The Trust aims to enable South Africans to play their part in growing our economy. “Institutions and individuals who have the means must actively support transformation, and comply with both the spirit and the content of the B-BBEE Act . The Boston Education Trust is focussed on the advancement of Black Females by supporting their studies in Information Technology” says Kennedy.

South Africa has made progress towards equality, but there is still a long way to gender parity. Women make up over half of the population in South Africa, yet they remain under-represented in positions of authority. Women comprise 32% of the Supreme Court of Appeal judges, 31% of advocates, 30% of ambassadors and 24% of executive heads of state-owned enterprises (SOEs). Men hold 68% of all senior management positions, women hold 32% of executive positions.

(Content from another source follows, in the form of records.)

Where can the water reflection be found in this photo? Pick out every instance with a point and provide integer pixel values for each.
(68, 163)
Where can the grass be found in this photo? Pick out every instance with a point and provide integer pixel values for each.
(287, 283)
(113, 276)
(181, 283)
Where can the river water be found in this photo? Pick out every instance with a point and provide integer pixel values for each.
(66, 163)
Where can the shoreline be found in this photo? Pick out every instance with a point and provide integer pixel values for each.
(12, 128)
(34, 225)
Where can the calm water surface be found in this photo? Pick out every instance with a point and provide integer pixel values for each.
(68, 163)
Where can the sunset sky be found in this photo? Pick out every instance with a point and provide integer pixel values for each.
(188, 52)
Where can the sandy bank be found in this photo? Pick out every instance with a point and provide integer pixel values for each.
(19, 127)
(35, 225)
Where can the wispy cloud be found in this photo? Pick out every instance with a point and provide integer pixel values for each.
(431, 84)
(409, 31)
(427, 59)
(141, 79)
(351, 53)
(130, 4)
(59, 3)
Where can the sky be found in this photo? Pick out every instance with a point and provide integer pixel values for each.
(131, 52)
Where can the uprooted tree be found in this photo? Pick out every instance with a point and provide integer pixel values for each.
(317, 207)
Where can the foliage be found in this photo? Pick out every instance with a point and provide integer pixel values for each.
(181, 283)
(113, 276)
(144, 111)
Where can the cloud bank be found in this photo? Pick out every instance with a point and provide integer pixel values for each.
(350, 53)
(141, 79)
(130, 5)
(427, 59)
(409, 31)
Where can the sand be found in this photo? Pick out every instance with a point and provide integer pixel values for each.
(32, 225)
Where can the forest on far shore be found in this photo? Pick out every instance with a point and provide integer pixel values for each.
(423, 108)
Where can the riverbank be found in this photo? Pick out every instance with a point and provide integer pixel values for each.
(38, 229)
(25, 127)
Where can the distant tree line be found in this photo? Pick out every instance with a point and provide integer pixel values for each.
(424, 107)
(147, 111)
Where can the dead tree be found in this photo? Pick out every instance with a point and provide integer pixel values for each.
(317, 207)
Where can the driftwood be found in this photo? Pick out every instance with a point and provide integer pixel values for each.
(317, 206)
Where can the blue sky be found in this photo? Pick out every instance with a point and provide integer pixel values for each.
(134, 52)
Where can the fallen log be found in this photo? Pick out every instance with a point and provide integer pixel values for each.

Gender parity setbacks of COVID-19

With Covid-19, women bore the brunt of the economic impact. “Setbacks in work force participation and income, impacts on pensions and savings will have long-term implications for women’s economic security far down the road,” says Kennedy. A recent SweepSouth survey showed that many domestic workers lost their jobs during Covid, and many households have elected either not to re-employ workers full-time, or not to employ domestic workers at all. Women make up 39% of global employment but account for 54% of overall job losses as of May 2020. Kennedy provides the following insights:

1. Education

Investment in education from corporates, educational institutions, and government will provide opportunities for women to gain skills and knowledge in areas which are typically male dominated. The Boston Education Trust focusses on increasing the number of black female IT graduates.

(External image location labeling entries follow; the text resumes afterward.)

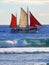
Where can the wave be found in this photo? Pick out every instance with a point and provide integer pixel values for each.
(24, 50)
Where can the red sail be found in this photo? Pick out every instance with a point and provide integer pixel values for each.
(33, 21)
(13, 22)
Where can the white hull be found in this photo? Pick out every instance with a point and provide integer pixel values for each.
(24, 49)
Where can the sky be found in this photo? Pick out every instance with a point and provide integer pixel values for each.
(39, 8)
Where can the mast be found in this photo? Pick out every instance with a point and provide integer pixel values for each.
(23, 19)
(27, 16)
(34, 21)
(13, 23)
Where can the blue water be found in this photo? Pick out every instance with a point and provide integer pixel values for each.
(38, 39)
(8, 39)
(24, 59)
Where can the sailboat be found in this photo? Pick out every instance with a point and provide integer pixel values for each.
(33, 22)
(24, 22)
(13, 23)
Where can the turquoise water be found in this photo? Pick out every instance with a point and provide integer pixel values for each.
(24, 59)
(38, 39)
(24, 43)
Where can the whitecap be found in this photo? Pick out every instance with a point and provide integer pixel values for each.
(11, 41)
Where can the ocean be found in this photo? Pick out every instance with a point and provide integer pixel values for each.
(14, 40)
(38, 39)
(25, 59)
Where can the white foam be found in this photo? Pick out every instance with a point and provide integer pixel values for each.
(24, 49)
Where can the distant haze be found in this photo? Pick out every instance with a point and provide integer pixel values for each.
(39, 8)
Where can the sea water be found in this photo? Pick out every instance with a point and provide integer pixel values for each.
(24, 59)
(39, 39)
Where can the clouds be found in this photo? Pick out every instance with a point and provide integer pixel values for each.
(44, 14)
(27, 1)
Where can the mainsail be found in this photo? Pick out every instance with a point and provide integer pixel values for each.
(13, 22)
(33, 21)
(23, 23)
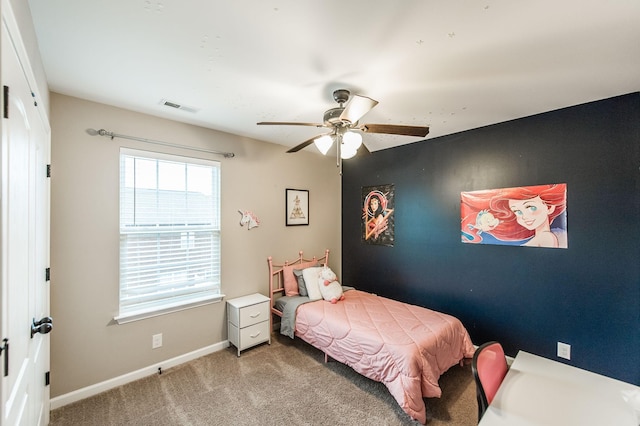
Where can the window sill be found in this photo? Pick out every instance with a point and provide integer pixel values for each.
(137, 316)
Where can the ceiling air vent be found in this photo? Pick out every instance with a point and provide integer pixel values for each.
(178, 106)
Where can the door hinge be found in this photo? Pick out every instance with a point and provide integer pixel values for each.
(5, 348)
(5, 102)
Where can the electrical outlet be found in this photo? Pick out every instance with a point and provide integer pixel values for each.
(564, 350)
(156, 341)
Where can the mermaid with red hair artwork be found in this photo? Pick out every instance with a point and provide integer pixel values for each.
(532, 216)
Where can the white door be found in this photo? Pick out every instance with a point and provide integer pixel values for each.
(25, 241)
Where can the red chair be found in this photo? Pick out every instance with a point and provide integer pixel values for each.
(489, 367)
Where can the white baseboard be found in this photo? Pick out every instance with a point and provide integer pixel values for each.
(77, 395)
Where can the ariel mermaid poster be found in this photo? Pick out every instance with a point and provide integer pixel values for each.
(377, 215)
(532, 216)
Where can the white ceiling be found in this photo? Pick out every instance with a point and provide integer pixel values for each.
(453, 65)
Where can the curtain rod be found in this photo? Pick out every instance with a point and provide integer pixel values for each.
(112, 135)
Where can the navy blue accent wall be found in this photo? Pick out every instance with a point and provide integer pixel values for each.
(527, 298)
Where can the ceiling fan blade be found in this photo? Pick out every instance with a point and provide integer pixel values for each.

2. Challenging current infrastructure

Mckinsey’s previous research on the impact of long-term automation trends on work concluded that, 7 to 24 percent of those currently employed—may need to transition across occupations by 2030 as automation transforms the nature of work. What this means is that women should be gaining broad business skills, such as those of the Boston BSocSci degree, a fourth IR degree.

3. Gender Pay Gap

The ‘gender pay gap’ is the difference between the average wages of men and women, regardless of their seniority. ‘Equal pay’ is about ensuring that there are no unjustified pay differences between employees who perform ‘work of equal value’.

4. Business and workplace

Assess internal culture and behaviour which contribute to the underlying problem. Organisations should identify and better understand how to attract, develop, and retain female talent at all levels.

5. Overcoming Bias

Unconscious discrepancies have been inculcated in society for both males and females in terms of which gender is better suited for different types of work and thinking. Boston has slightly more female than male students, this ratio needs to be represented in positions of authority in the workplaces.

Gloria Steinem, world-renowned feminist, journalist and activist once explained, "The story of women's struggle for equality belongs to no single feminist, nor to any one organisation, but to the collective efforts of all who care about human rights." Make a positive difference for women. Celebrate women's achievement. Raise awareness against bias. Take action for equality.